YouTube video (not great quality):
https://www.youtube.com/watch?v=4gGc1j5A2_A
But saying Apollo’s CM was “Falling with style”, yeah, I’ll take credit for that...
But back to the original topic. Sure the shuttle can fly and land on automatics, but again the weather requirements are very restrictive. Particularly the wind.
Crosswind, yes. Unlike airliners, they cannot even land in rain, or it will erode the tiles horribly, almost like sandblasting but with water drops (well, I think they could at least land safely, but at this point of the remaining schedule it would be impractical to replace the tiles to fly again).

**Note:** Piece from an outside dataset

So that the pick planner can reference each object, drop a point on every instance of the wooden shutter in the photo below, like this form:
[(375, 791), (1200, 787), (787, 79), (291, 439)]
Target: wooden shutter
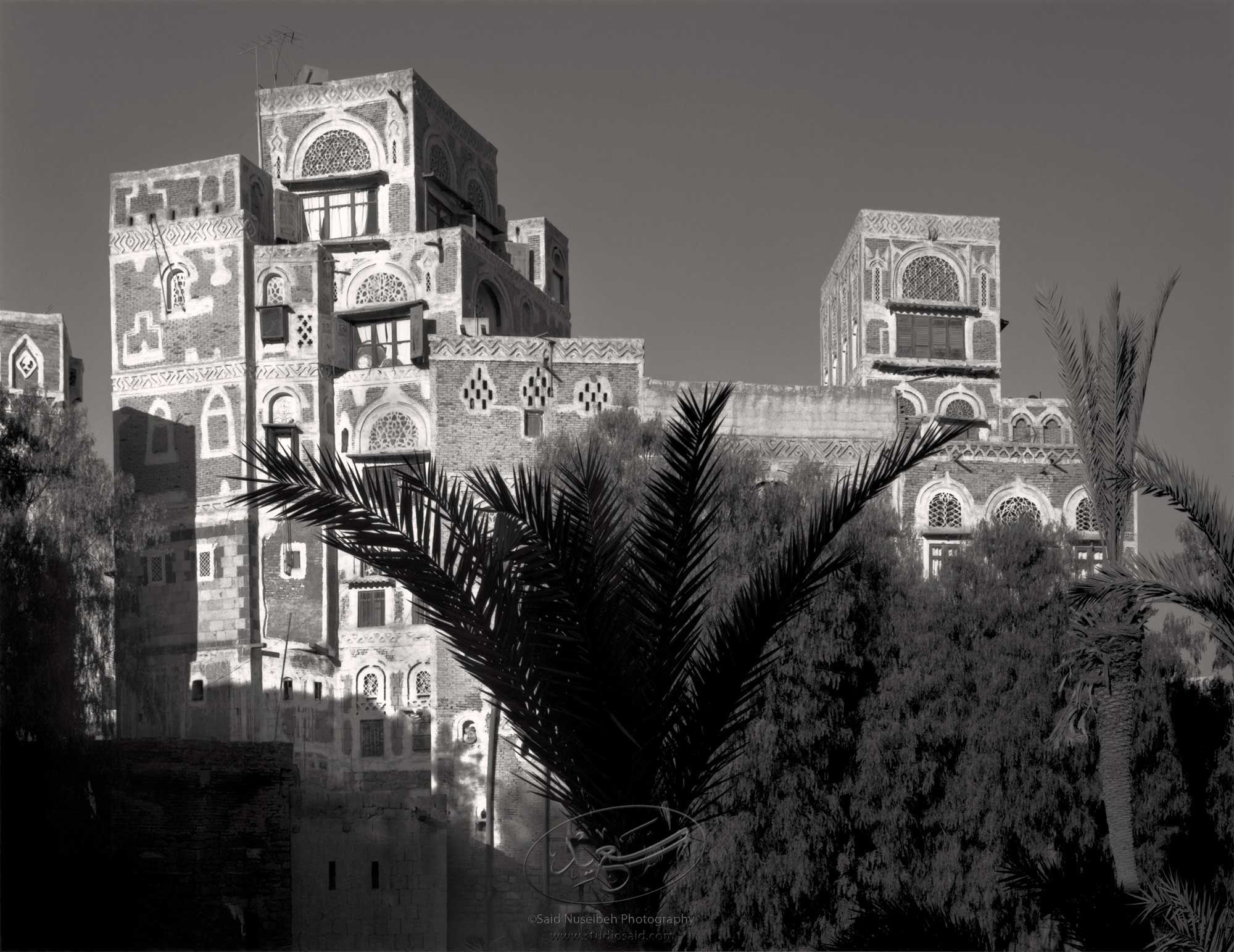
[(956, 338), (921, 336), (938, 338), (904, 336)]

The good thing is that they can choose when they come down, so if the weather and wind forecast is reasonable 45 to 50 minutes before the planned landing, they go for the de-orbit burn, and if the forecast is not good they can wave off and perhaps try one orbit later if the forecast was for a temporary problem. If that is bad, then they can try the next day for KSC, or if things are going to be bad at KSC for several days in a row, go for Edwards AFB in California. If crosswind might be an issue for the big primary runway at Edwards, they could also land on one of the “painted” runways on the dry lakebed, once of which would be of an acceptable crosswind vector, unless there is simply a hell of a windstorm going on.
I must admit that I have no been following too closely the most modern unmanned military aircraft regarding how they simply take off and land. I know they started out little more than oversized R/C model airplanes, with a TV camera onboard. But I had thought there have been a couple by now that are 100% automated, capable of taking off and landing all by themselves without a human to do it?

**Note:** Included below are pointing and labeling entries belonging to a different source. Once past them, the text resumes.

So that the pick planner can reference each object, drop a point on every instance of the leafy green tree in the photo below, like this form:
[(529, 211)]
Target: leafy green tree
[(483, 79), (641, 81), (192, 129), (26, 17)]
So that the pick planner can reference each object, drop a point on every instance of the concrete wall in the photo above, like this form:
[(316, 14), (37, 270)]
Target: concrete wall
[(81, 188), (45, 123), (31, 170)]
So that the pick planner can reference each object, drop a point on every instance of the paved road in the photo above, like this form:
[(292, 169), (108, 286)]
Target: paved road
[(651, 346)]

And of course the Russian “Buran” shuttle, on its one and only flight in 1989, was unmanned, landing by itself quite smoothly (I do not know what the winds were like).
Anyway, to really go back to the original question of this thread, about hacking, does it matter then if there are human pilots onboard or not? If someone hacked the shuttle’s computers, or ANY fly-by-wire aircraft, there is nothing that the pilots can do to save the aircraft if there is a virus screwing up the programming to make the elevators move down, or even an unintentional programming error that would have the same effect.

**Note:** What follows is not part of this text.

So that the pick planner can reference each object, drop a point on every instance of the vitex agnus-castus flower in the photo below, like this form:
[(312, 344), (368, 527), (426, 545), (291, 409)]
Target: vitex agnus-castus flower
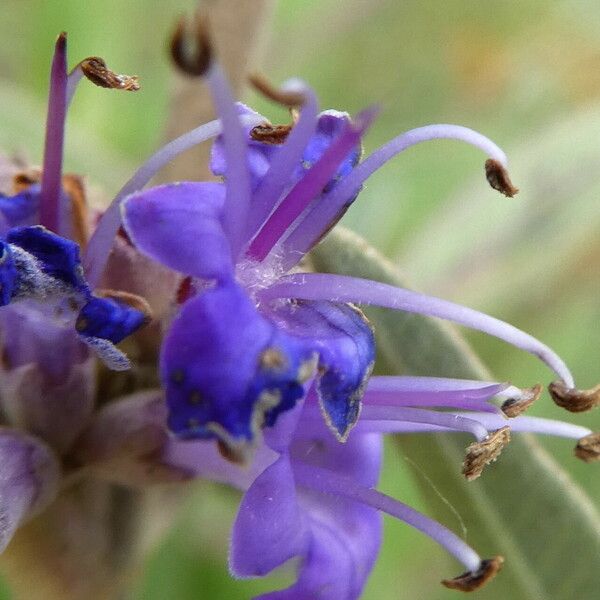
[(266, 369)]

Or that B-2 bomber that crashed on takeoff a year ago. As with the shuttle, it is the epitome of an aircraft that has to use fly by wire, no direct “stick and cables” mechanical controls.A quote from the news:
“The crash was caused by distorted data in the aircraft's flight control computers, according to a report released Thursday. Air Force investigators blame the distortion on moisture in the system, which caused the computers to calculate the wrong airspeed.”
Of course the pilots were controlling the B-2, and the computers were converting their control inputs into the control surface moments to produce the desired flying response. But with the air sensors (I am not sure if those were some advanced angle of attack sensors of more like Pitot tubes, but I think AOA) screwed up, the computers were lacking the accurate feedback info they needed. And there was nothing the pilots could do other than what they did... eject.
Now, take that example of screwed up air data sensors and imagine someone hacking the system of other fly by wire aircraft to simulate bad data. Something that would not be noticeable on the ground. Or even something as classic as the ailerons being reversed. I cannot recall exactly which, but know of some British prototype airliner around 1940’s or 1950’s that crashed on takeoff because the ailerons were installed reversed, and somehow nobody ever realized it in ground testing (I have to admit to having had that happen with my R/C models a couple of times, due to using different models with different set-up requirements using the same transmitter).